ED CONE LOOKS AT REGIME CHANGE IN CONGRESS and invokes Pete Townshend.

Meanwhile, Betsy’s Page looks at Murtha’s candidacy for Majority Leader and thinks Pelosi has gotten herself in a box:

And don’t forget that this is one guy who was all against any plans to limit earmarks. Is he really the guy that the Democrats want as their poster child for their efforts to supposedly remake the House?

It will be interesting to see if Pelosi is going to go to the mattresses to get her guy elected Majority Leader. She has made her support so public that it will be taken as a defeat for her if Steny Hoyer defeats Murtha. But a Murtha victory will immediately taint the new Democratic majority with a very strong whiff of corruption plus being tied to a guy who is a past master of pork and earmarks. Is that their new image for disposing of the “culture of corruption?”

Republicans, on the other hand, should be happy with Murtha as the face of the “New” Democratic majority in Congress.

UPDATE: The New Republic is criticizing Pelosi’s effort to put the impeached-for-corruption Alcee Hastings in as Chair of the Intelligence Committee:

Ordinarily, few people would take Hastings seriously for such an important job. In 1981, Hastings was a federal judge in Miami. He was accused of conspiring with a friend to take a $150,000 bribe in exchange for issuing light sentences to a pair of mobsters. A Miami jury acquitted Hastings (while convicting the friend), but three different federal judicial panels later referred him to Congress for impeachment. “Judge Hastings attempted to corruptly use his office for personal gain. Such conduct cannot be excused or condoned even after Judge Hastings has been acquitted of the criminal charge,” concluded one panel, composed of five circuit court judges. . . .
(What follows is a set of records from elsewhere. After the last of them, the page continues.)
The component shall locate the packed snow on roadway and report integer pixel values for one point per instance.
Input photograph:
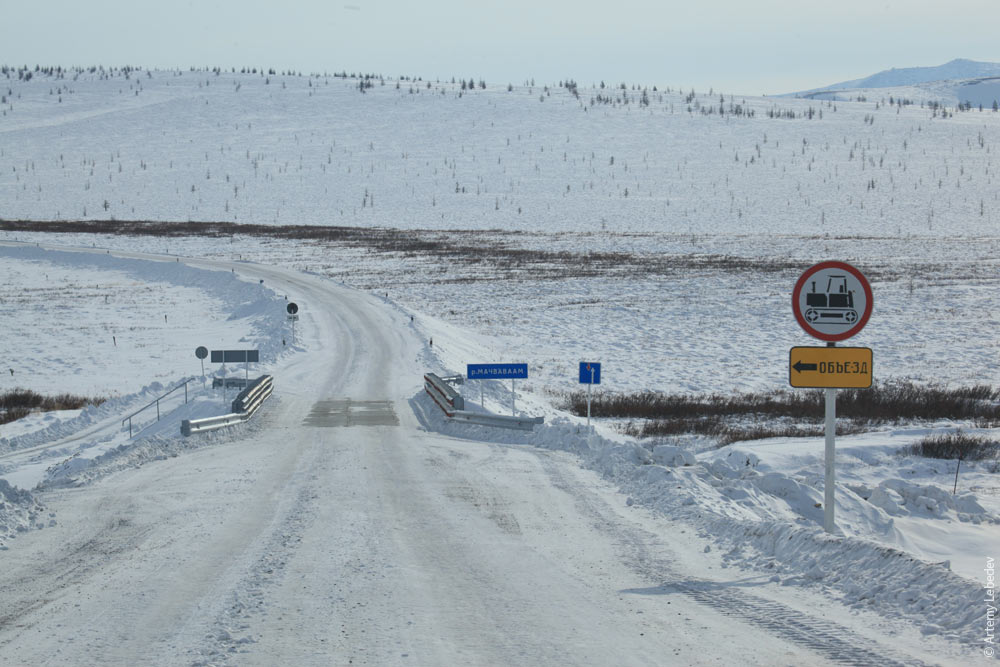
(905, 545)
(528, 170)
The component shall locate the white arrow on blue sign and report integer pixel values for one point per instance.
(590, 372)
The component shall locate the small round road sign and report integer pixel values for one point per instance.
(832, 301)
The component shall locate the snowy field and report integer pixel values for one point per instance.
(707, 218)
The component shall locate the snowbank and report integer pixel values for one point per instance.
(19, 511)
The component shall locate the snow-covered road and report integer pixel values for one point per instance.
(339, 529)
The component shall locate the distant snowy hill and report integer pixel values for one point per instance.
(957, 81)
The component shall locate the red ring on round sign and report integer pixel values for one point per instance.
(862, 321)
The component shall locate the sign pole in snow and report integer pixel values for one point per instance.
(831, 301)
(293, 309)
(590, 374)
(201, 352)
(829, 456)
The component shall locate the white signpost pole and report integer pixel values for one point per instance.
(589, 387)
(829, 483)
(836, 306)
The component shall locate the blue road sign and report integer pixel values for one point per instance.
(235, 356)
(590, 372)
(497, 371)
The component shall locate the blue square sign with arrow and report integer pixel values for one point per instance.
(590, 372)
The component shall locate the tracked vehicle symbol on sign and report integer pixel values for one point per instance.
(834, 306)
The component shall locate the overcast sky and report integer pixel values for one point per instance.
(737, 46)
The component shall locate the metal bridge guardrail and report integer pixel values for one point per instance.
(453, 405)
(250, 400)
(443, 394)
(155, 402)
(501, 421)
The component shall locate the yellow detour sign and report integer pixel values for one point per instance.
(830, 367)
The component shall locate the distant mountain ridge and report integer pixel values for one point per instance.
(959, 68)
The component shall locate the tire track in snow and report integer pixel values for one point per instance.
(247, 600)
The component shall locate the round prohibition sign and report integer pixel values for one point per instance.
(832, 301)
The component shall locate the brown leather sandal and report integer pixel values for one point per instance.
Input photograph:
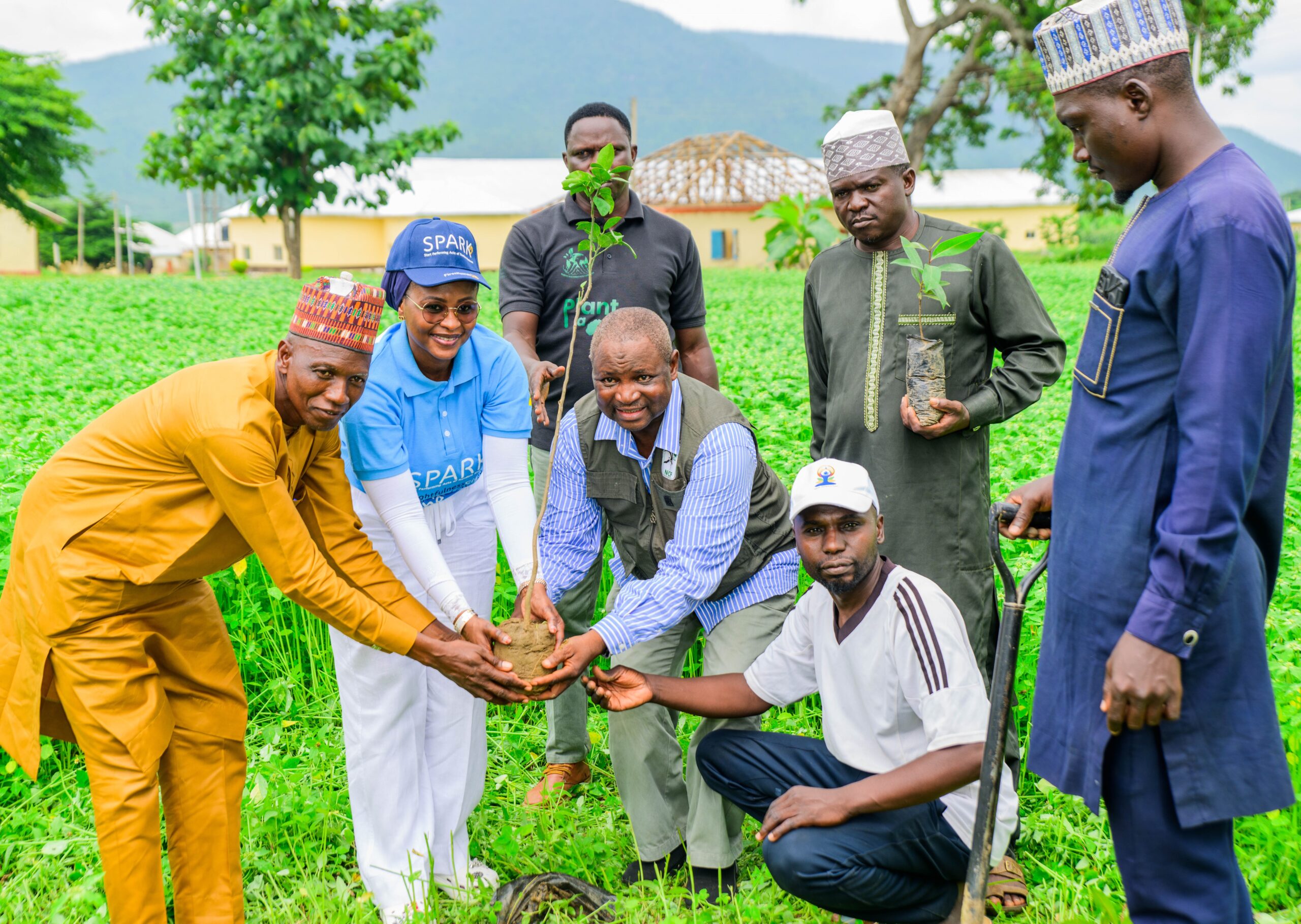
(1006, 879)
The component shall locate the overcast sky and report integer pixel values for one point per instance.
(85, 29)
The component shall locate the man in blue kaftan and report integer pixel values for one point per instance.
(1169, 492)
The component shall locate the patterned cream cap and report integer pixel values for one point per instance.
(864, 140)
(1092, 40)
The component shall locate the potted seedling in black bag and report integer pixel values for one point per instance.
(925, 368)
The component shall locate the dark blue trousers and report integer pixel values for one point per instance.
(1172, 875)
(903, 866)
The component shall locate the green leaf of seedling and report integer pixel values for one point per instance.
(956, 245)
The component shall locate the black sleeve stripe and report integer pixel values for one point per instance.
(940, 655)
(907, 623)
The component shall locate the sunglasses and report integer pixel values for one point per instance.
(433, 313)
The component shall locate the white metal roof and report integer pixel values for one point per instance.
(448, 187)
(521, 185)
(998, 188)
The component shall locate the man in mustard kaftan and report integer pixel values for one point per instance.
(110, 635)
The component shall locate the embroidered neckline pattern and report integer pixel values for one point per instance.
(876, 335)
(1131, 224)
(906, 321)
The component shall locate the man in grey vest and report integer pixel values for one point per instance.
(703, 542)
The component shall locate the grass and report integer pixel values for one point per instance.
(77, 347)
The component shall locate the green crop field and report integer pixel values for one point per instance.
(77, 347)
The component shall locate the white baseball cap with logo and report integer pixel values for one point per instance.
(844, 484)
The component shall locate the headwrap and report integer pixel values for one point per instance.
(394, 284)
(1092, 40)
(863, 141)
(338, 312)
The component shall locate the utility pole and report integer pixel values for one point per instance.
(194, 244)
(117, 240)
(81, 236)
(131, 249)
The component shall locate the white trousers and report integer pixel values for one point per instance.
(417, 745)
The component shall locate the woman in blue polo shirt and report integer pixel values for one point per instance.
(436, 453)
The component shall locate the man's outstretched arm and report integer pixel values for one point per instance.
(719, 697)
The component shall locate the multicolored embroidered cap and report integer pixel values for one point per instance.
(338, 312)
(864, 140)
(1092, 40)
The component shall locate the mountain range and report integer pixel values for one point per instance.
(509, 72)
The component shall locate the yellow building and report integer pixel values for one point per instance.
(712, 184)
(19, 249)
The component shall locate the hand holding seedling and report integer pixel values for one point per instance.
(568, 663)
(953, 417)
(618, 689)
(468, 664)
(540, 384)
(1142, 686)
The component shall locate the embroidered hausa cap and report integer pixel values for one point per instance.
(1092, 40)
(842, 484)
(864, 140)
(432, 252)
(338, 312)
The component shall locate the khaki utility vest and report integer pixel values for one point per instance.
(642, 521)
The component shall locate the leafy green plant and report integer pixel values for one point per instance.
(930, 275)
(595, 187)
(38, 122)
(802, 231)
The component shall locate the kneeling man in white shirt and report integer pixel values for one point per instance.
(876, 820)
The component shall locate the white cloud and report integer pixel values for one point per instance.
(80, 30)
(76, 30)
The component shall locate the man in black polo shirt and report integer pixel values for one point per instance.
(542, 270)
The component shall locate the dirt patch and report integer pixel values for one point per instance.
(530, 643)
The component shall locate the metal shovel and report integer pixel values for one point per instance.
(1000, 707)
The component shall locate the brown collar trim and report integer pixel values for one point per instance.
(842, 632)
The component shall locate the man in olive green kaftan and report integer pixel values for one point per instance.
(860, 306)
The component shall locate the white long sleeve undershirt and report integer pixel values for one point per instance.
(509, 498)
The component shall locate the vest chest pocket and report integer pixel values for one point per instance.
(617, 492)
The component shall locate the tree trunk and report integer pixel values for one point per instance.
(292, 221)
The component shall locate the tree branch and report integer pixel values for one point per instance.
(945, 97)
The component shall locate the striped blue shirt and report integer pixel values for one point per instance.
(707, 533)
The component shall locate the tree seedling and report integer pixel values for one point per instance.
(925, 368)
(596, 187)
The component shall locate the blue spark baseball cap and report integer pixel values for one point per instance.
(432, 252)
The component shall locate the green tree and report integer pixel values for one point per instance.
(280, 90)
(972, 51)
(802, 231)
(99, 231)
(38, 124)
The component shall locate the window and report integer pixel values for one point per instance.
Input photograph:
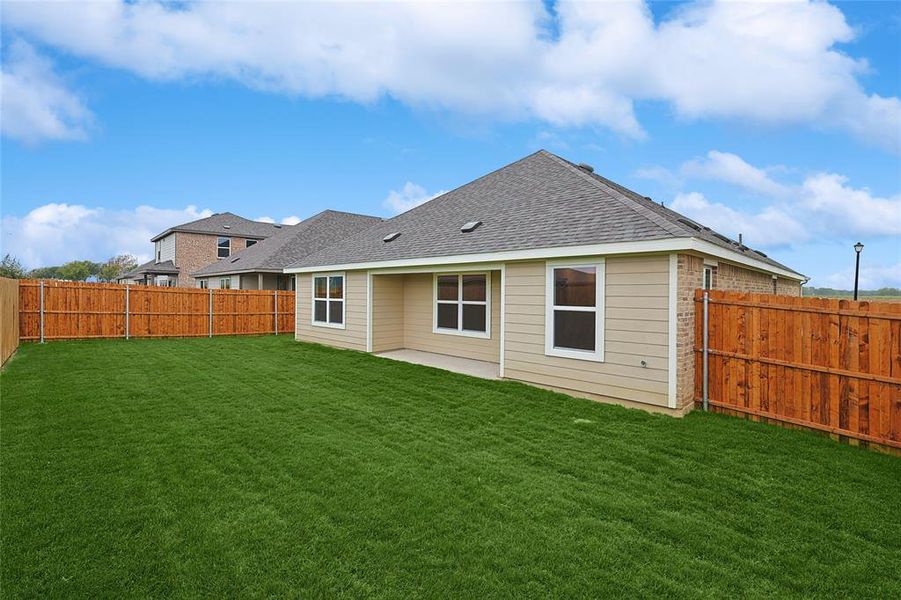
(328, 300)
(574, 320)
(463, 304)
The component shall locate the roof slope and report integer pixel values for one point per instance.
(226, 224)
(167, 267)
(540, 201)
(292, 244)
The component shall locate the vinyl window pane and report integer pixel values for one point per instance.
(474, 288)
(575, 286)
(447, 316)
(336, 287)
(474, 317)
(447, 287)
(336, 312)
(574, 329)
(320, 310)
(320, 286)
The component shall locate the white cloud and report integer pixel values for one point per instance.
(773, 63)
(871, 278)
(731, 168)
(409, 196)
(769, 227)
(36, 105)
(821, 204)
(56, 233)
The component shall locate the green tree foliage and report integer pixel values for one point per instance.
(11, 267)
(116, 266)
(79, 270)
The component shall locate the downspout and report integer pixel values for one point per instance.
(705, 374)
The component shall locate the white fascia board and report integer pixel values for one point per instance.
(638, 247)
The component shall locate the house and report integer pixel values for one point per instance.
(261, 266)
(184, 249)
(541, 272)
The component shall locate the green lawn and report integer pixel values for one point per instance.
(265, 467)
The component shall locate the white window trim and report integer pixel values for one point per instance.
(599, 308)
(328, 304)
(485, 335)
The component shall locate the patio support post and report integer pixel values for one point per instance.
(705, 373)
(126, 312)
(42, 311)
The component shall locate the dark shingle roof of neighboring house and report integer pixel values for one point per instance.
(292, 244)
(225, 224)
(540, 201)
(167, 267)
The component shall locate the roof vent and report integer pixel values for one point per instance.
(690, 223)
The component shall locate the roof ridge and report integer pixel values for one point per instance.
(645, 212)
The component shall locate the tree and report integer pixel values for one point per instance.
(11, 267)
(78, 270)
(116, 266)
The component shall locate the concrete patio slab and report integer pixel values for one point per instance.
(466, 366)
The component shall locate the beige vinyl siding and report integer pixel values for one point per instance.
(636, 329)
(353, 336)
(387, 312)
(418, 311)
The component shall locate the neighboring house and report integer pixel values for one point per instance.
(261, 267)
(184, 249)
(546, 272)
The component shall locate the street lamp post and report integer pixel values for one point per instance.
(857, 248)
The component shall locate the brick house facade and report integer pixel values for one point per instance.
(725, 276)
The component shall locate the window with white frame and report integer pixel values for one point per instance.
(328, 300)
(463, 304)
(574, 320)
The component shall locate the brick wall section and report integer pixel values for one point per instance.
(193, 251)
(690, 275)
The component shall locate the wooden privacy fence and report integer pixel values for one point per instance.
(9, 318)
(63, 310)
(827, 364)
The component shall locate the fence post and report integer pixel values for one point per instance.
(706, 348)
(126, 313)
(211, 312)
(42, 311)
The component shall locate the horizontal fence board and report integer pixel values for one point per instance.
(75, 310)
(828, 364)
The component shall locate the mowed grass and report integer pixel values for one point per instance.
(265, 467)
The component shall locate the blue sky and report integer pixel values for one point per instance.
(148, 115)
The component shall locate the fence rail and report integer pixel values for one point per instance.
(63, 310)
(827, 364)
(9, 318)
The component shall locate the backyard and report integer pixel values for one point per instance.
(260, 466)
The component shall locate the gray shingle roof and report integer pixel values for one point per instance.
(227, 224)
(292, 243)
(540, 201)
(167, 267)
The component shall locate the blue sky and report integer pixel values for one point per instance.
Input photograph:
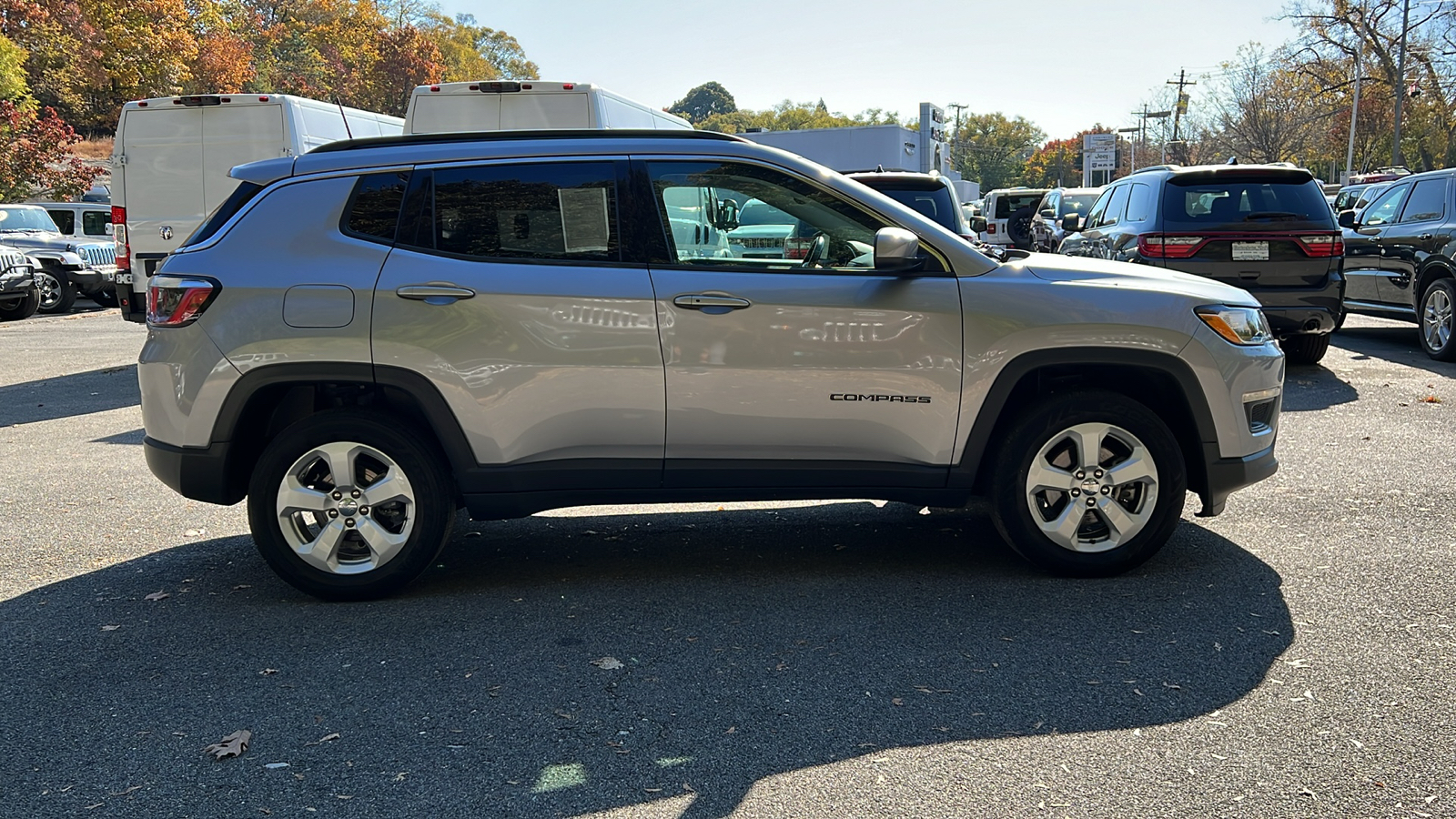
(1062, 65)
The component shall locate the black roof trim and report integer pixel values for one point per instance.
(514, 136)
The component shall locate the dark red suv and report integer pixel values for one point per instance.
(1263, 228)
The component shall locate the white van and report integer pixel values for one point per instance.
(528, 106)
(172, 157)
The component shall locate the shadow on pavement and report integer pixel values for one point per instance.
(66, 397)
(1392, 343)
(752, 643)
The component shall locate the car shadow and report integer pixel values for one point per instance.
(66, 397)
(565, 665)
(1315, 388)
(1395, 343)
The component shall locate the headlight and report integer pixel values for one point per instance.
(1238, 325)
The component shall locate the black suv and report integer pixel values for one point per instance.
(1400, 258)
(1263, 228)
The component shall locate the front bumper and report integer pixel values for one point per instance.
(1225, 475)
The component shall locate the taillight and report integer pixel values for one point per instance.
(1322, 245)
(1162, 247)
(174, 300)
(118, 234)
(797, 247)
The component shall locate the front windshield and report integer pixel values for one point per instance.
(26, 219)
(1077, 203)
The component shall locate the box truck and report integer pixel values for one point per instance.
(172, 157)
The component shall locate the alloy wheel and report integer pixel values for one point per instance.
(1092, 487)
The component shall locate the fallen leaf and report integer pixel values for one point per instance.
(230, 745)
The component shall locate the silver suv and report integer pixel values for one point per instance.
(370, 336)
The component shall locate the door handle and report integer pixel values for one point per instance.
(696, 302)
(434, 293)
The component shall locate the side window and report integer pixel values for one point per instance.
(1383, 210)
(1139, 201)
(820, 229)
(96, 223)
(1427, 201)
(373, 210)
(1098, 208)
(550, 210)
(65, 219)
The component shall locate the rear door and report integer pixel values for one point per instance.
(511, 295)
(1409, 242)
(801, 372)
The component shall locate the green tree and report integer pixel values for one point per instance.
(35, 157)
(994, 149)
(703, 102)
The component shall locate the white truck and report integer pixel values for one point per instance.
(528, 106)
(172, 157)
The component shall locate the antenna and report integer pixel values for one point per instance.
(347, 131)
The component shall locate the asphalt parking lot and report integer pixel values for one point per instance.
(1290, 658)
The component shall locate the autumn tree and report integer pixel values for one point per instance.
(703, 102)
(35, 157)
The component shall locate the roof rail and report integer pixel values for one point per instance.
(1140, 169)
(513, 136)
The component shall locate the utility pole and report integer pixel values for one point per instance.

There’s ample reason to think that Americans cast a negative vote last week–not so much for Democrats as against Republicans. Over the next two years, voters will be watching to see whether Democrats are up to the responsibility of governing, and doing so with the national interest in mind. If Nancy Pelosi bases her decision about such a critical position on a combination of personal feuding and identity politics, she won’t just do Republicans a favor by giving them a readymade bogeyman to attack. She will have shown voters that she’s unable to push aside petty institutional politics in the name of the national interest.

Read the whole thing. So far I’d say the Dems are off to a weak start.

ANOTHER UPDATE: Tom Bevan has more on Murtha’s problems:

What irony. One of the left’s main knocks on President Bush over the years is that he’s been too blinded by loyalty and that his administration has suffered from cronyism. Yet here you have the new Speaker of the House, whose drapes haven’t even been measured or hung yet, pulling out all the stops to install an ethically-challenged pal for Majority Leader out of blind loyalty and passing over another perfectly competent member (Jane Harman) out of pure pique to turn over the Chairmanship of the Intelligence Committee to a man who was impeached for taking bribes. Not the most auspicious of beginnings, I’d say.

Neither the GOP nor the Democrats seems to have taken the lesson of the ’06 elections to heart.